Long-term B-cell depletion with rituximab in relapsing, refractory and severe lupus nephritis: a retrospective case series

Abstract Background B cell depletion with anti-CD 20 agents has been evaluated as part of induction immunosuppression (IS) in lupus nephritis (LN). Data on its long-term efficacy for maintenance of remission remains limited. Methods Retrospective case series evaluating outcomes in patients with relapsing, refractory and severe LN at diagnosis who received RTX-induced continuous B cell depletion for both induction and maintenance at Massachusetts General Hospital from 2008—2023. Results 26 patients with active LN were included. 88% (23/26) had class III/IV ± V on kidney biopsy; 12% (3/26) had pure class V LN. Median follow-up (from first to last RTX) was 32 months (IQR 14–68); median cumulative dose of RTX was 10 grams (IQR 6–17).
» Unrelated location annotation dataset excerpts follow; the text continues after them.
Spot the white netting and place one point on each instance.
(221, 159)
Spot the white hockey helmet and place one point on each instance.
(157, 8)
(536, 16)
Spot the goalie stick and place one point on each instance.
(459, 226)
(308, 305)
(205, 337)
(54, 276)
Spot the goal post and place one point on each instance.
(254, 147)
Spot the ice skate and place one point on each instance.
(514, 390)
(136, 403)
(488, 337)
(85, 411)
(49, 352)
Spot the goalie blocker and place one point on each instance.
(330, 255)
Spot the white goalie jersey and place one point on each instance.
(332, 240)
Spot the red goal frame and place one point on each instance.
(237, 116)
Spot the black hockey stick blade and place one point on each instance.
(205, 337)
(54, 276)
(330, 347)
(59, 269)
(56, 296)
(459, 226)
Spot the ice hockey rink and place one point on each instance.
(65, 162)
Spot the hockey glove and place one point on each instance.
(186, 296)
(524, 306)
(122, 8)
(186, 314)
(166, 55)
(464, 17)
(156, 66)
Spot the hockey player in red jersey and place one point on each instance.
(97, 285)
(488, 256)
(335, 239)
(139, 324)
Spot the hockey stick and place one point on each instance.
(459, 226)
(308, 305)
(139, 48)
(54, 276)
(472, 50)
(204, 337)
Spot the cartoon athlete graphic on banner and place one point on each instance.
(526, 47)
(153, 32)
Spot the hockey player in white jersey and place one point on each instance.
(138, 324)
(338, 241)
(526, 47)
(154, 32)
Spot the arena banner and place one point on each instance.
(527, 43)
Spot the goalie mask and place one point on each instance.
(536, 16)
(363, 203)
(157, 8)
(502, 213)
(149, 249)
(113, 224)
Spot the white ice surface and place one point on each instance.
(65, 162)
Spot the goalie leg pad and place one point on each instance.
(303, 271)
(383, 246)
At RTX initiation, all patients received prednisone and oral IS with an intention to taper off oral agents in 12 months. 81% (21/26) achieved at least partial remission. Median prednisone dose decreased from 30 to 5 mg/day at 6 months (P 0.01). 58% (15/26) of patients at 12 months and 79% (11/14) at 24 months were on RTX monotherapy. 6 renal relapses occurred in 5 patients with median time-to-first relapse of 43 months (range 24–142), all but 1 episode were preceded by B cell repopulation. 5 patients developed end-stage kidney disease, all had creatinine 2 mg/dL at RTX initiation. 31% (8/26) experienced severe infections requiring hospitalization. No deaths occurred. Conclusion Long-term continuous B cell depletion may be an effective treatment strategy in patients with LN who have failed prior IS or with severe disease at diagnosis. Future controlled studies are needed to further evaluate this approach as the backbone therapy in LN.